I'm fairly sure in this case:
-D, DA, DB, DC, DD, DE, etc. suffixes would indicate earliest to later versions of the same individual part.
-DX, DAX, DBX, DCX, etc. suffixes would indicate earliest to later versions of some form of an "assembly" or a partial assembly.
Usually, parts with newer suffixes should be able to replace the older ones, but older ones may not always be able to fit where a newer suffix is called for. Sometimes additional parts had to be changed to go foreward or backward with the part number suffixes to make something work.
There are exceptions to these "rules", and there are further "rules" that I don't think apply in this case.

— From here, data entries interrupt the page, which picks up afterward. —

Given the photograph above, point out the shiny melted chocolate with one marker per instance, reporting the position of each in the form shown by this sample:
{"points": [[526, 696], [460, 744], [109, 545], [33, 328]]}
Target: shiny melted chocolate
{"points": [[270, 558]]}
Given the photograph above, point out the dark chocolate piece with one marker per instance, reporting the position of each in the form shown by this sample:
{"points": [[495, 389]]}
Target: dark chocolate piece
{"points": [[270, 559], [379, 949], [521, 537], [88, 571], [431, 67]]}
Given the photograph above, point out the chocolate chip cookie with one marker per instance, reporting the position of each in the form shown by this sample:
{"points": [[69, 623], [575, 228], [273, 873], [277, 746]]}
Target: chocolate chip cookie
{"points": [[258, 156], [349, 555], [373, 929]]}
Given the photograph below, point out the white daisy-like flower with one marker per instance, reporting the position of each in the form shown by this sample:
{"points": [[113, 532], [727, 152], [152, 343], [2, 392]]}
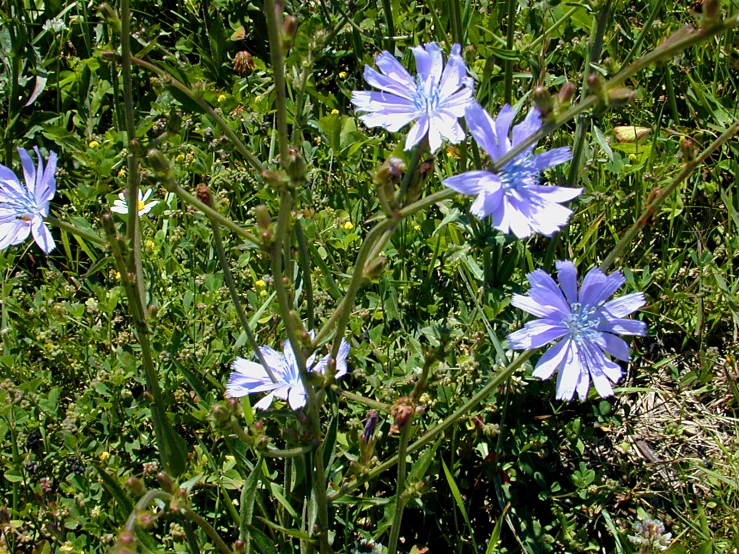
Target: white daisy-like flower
{"points": [[120, 206]]}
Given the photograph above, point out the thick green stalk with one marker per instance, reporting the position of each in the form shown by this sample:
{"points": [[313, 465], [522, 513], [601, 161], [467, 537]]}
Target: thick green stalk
{"points": [[405, 433], [228, 277], [133, 228]]}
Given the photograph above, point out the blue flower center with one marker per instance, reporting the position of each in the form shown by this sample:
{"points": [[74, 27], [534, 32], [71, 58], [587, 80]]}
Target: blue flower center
{"points": [[23, 205], [519, 174], [582, 322], [426, 96]]}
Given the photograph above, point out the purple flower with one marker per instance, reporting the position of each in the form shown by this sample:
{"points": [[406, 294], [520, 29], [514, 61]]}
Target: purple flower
{"points": [[513, 196], [434, 99], [23, 209], [250, 377], [587, 323]]}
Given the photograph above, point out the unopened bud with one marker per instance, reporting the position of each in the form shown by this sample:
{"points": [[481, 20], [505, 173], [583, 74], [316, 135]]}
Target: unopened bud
{"points": [[566, 94], [203, 194], [390, 172], [595, 83], [111, 16], [688, 149], [295, 166], [375, 268], [271, 178], [289, 30], [174, 123], [711, 10], [261, 213], [165, 481], [135, 486], [621, 96], [543, 101], [159, 164]]}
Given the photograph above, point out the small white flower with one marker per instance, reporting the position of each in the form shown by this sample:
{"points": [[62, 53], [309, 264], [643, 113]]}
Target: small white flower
{"points": [[249, 377], [120, 206]]}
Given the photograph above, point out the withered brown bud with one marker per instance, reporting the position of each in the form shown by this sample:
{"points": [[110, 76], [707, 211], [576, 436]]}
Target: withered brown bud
{"points": [[543, 101], [203, 194], [243, 63], [261, 213], [165, 481]]}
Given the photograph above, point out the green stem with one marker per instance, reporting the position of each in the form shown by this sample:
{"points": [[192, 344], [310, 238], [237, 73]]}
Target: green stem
{"points": [[653, 206], [133, 227], [228, 277], [69, 228], [405, 433], [198, 99]]}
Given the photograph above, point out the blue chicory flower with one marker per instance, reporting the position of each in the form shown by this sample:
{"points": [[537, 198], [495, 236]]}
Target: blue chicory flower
{"points": [[250, 377], [23, 209], [513, 196], [434, 99], [588, 324]]}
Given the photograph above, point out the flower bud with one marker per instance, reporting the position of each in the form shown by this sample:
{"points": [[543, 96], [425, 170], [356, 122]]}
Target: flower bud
{"points": [[203, 194], [595, 83], [261, 213], [135, 486], [543, 101], [165, 481], [111, 16], [159, 164], [566, 94], [295, 166], [620, 96], [289, 30]]}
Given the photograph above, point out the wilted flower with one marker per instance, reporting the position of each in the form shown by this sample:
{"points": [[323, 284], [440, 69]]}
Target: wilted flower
{"points": [[587, 323], [434, 99], [249, 377], [649, 536], [513, 196], [23, 209], [120, 206]]}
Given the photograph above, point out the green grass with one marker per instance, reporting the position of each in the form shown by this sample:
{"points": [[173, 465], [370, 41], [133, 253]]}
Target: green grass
{"points": [[568, 477]]}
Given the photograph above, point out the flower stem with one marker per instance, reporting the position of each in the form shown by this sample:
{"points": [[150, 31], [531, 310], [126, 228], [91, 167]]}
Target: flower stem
{"points": [[69, 228], [400, 501], [228, 277]]}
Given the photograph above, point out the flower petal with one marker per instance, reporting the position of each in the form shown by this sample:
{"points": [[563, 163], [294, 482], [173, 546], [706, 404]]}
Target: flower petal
{"points": [[551, 360], [417, 132], [42, 235], [623, 306]]}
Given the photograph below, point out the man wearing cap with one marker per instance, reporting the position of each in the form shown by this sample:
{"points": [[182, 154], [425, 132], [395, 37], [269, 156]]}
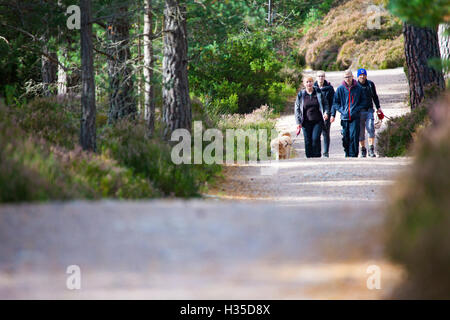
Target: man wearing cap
{"points": [[348, 101], [367, 121], [327, 89]]}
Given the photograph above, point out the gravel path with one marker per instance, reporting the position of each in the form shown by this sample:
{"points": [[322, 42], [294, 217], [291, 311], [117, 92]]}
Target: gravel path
{"points": [[308, 231]]}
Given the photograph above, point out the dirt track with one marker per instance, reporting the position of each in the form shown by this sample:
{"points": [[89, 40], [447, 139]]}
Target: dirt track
{"points": [[308, 231]]}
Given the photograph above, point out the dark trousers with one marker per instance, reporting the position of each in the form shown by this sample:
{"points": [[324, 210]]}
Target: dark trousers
{"points": [[326, 136], [311, 132], [350, 137]]}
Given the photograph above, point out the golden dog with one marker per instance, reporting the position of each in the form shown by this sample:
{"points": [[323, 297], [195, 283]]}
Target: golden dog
{"points": [[282, 145]]}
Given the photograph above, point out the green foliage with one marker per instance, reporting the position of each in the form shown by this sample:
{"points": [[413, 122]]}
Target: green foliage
{"points": [[31, 169], [423, 13], [419, 215], [315, 15], [127, 143], [396, 139], [57, 123], [343, 40], [238, 76], [41, 159], [262, 118]]}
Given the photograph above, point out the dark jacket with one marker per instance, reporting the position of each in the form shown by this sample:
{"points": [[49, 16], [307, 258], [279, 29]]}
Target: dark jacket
{"points": [[348, 101], [327, 90], [370, 94], [300, 101]]}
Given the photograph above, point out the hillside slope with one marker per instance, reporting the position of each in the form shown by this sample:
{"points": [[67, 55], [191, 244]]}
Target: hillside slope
{"points": [[343, 39]]}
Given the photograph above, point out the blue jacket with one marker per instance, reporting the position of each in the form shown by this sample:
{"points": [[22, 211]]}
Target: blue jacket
{"points": [[327, 90], [348, 101], [299, 103], [370, 95]]}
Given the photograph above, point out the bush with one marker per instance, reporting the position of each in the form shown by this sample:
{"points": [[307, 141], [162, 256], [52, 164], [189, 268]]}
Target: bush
{"points": [[395, 140], [41, 159], [33, 170], [127, 143], [239, 75], [261, 118], [342, 40], [46, 118], [418, 221]]}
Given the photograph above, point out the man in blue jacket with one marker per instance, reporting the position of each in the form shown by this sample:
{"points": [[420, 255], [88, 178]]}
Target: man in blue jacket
{"points": [[367, 120], [348, 101], [328, 90]]}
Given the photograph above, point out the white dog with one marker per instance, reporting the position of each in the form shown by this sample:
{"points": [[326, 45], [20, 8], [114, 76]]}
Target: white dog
{"points": [[281, 146]]}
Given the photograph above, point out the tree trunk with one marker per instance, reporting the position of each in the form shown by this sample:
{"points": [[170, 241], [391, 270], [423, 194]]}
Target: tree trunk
{"points": [[149, 96], [176, 101], [88, 110], [62, 75], [121, 97], [421, 45], [49, 71], [444, 44]]}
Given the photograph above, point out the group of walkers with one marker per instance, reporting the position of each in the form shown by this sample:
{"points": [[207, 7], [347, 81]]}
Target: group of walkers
{"points": [[315, 111]]}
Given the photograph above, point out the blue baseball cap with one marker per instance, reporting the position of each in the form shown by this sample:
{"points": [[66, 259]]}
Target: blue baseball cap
{"points": [[361, 71]]}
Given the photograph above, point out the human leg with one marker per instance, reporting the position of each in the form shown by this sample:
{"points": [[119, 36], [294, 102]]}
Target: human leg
{"points": [[354, 128], [307, 135], [315, 136], [326, 138], [345, 136]]}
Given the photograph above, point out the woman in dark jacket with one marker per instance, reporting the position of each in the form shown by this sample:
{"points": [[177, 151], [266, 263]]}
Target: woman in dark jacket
{"points": [[311, 110]]}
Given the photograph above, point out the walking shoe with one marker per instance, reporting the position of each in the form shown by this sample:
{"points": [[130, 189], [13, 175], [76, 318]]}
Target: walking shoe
{"points": [[372, 152], [363, 152]]}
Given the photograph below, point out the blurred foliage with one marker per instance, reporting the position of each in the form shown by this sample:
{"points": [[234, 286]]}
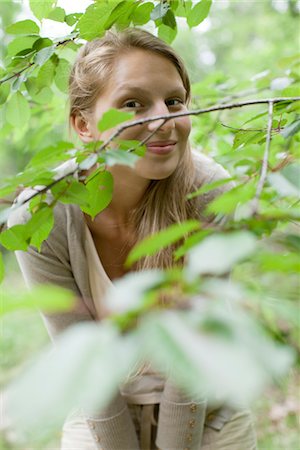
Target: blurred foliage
{"points": [[231, 58]]}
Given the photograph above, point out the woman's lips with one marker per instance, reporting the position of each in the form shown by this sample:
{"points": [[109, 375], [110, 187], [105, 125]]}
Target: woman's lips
{"points": [[161, 149]]}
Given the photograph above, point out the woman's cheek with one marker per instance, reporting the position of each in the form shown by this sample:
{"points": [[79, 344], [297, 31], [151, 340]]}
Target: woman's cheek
{"points": [[185, 125]]}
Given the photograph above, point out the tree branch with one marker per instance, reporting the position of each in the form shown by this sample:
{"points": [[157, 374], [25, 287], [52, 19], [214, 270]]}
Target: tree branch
{"points": [[17, 74], [264, 167], [187, 113]]}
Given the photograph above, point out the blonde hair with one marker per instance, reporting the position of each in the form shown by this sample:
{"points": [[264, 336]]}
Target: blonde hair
{"points": [[164, 202]]}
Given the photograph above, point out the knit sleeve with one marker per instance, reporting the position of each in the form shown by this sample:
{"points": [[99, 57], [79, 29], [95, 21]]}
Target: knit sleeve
{"points": [[112, 427]]}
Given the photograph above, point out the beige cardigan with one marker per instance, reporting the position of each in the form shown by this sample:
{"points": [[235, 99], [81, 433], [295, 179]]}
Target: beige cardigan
{"points": [[62, 261]]}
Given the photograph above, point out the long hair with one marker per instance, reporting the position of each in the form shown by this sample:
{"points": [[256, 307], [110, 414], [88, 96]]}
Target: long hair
{"points": [[164, 202]]}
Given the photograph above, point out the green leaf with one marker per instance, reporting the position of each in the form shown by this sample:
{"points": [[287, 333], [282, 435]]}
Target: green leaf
{"points": [[45, 297], [4, 92], [92, 24], [43, 55], [181, 345], [71, 191], [292, 173], [159, 11], [169, 20], [46, 74], [100, 188], [282, 185], [98, 347], [42, 43], [2, 270], [41, 8], [15, 238], [18, 110], [21, 43], [217, 254], [57, 14], [166, 33], [247, 137], [62, 74], [113, 157], [183, 9], [199, 12], [142, 13], [23, 27], [119, 14], [72, 18], [291, 129], [284, 262], [112, 118], [160, 240]]}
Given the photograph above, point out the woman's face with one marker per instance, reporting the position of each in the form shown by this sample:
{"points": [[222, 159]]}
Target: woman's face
{"points": [[147, 84]]}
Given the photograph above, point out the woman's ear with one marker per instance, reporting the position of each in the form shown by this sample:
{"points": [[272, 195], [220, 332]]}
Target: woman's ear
{"points": [[82, 127]]}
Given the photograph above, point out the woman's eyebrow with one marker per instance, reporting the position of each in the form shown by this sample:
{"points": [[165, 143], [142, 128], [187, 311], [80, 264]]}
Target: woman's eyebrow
{"points": [[128, 87]]}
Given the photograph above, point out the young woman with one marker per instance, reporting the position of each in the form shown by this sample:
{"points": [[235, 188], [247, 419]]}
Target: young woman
{"points": [[133, 70]]}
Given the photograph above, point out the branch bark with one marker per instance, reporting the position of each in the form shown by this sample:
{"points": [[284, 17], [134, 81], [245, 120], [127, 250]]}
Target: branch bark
{"points": [[270, 101], [264, 167]]}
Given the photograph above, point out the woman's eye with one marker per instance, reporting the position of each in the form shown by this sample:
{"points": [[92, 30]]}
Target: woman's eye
{"points": [[132, 104], [172, 100]]}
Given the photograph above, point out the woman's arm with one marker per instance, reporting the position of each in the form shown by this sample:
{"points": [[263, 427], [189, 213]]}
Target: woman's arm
{"points": [[112, 428]]}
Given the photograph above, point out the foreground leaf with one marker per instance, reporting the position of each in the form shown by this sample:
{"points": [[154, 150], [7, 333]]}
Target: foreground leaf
{"points": [[1, 268], [47, 298], [23, 27], [50, 384]]}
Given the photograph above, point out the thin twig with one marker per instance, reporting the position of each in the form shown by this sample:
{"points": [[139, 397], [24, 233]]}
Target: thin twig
{"points": [[17, 74], [165, 118], [264, 167], [196, 112]]}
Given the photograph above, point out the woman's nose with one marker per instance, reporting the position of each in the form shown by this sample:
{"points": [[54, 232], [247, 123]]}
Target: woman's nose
{"points": [[161, 110]]}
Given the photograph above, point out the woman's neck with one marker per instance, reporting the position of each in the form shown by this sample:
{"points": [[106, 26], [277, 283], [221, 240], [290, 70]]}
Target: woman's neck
{"points": [[127, 193]]}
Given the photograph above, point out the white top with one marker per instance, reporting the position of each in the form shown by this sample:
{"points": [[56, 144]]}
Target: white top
{"points": [[146, 387]]}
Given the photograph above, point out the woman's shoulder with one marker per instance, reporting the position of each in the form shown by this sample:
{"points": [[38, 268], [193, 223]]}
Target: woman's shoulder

I'm assuming that PN. 23603D, a dowel pin, comes with PN. 3281DA to form PN. 3281DAX. If so, and if the dowel pin wasn't used for the desired application, or you only wanted to order the saddle piece by itself, you ordered PN. 3821DA. What they changed to get from -D/-DX to get to -DA/-DAX in this case, I don't know.
IH had part number "explanation" books available to dealers. I think this was explained in an issue of "Red Power Magazine" once, too.
Neat piece, anyway anybody wants to explain it.
If I've totally screwed up the suffix explanation up or someone can take a better stab at it, please do. :)
This post was edited by AG in IN at 18:12:55 01/20/14 2 times.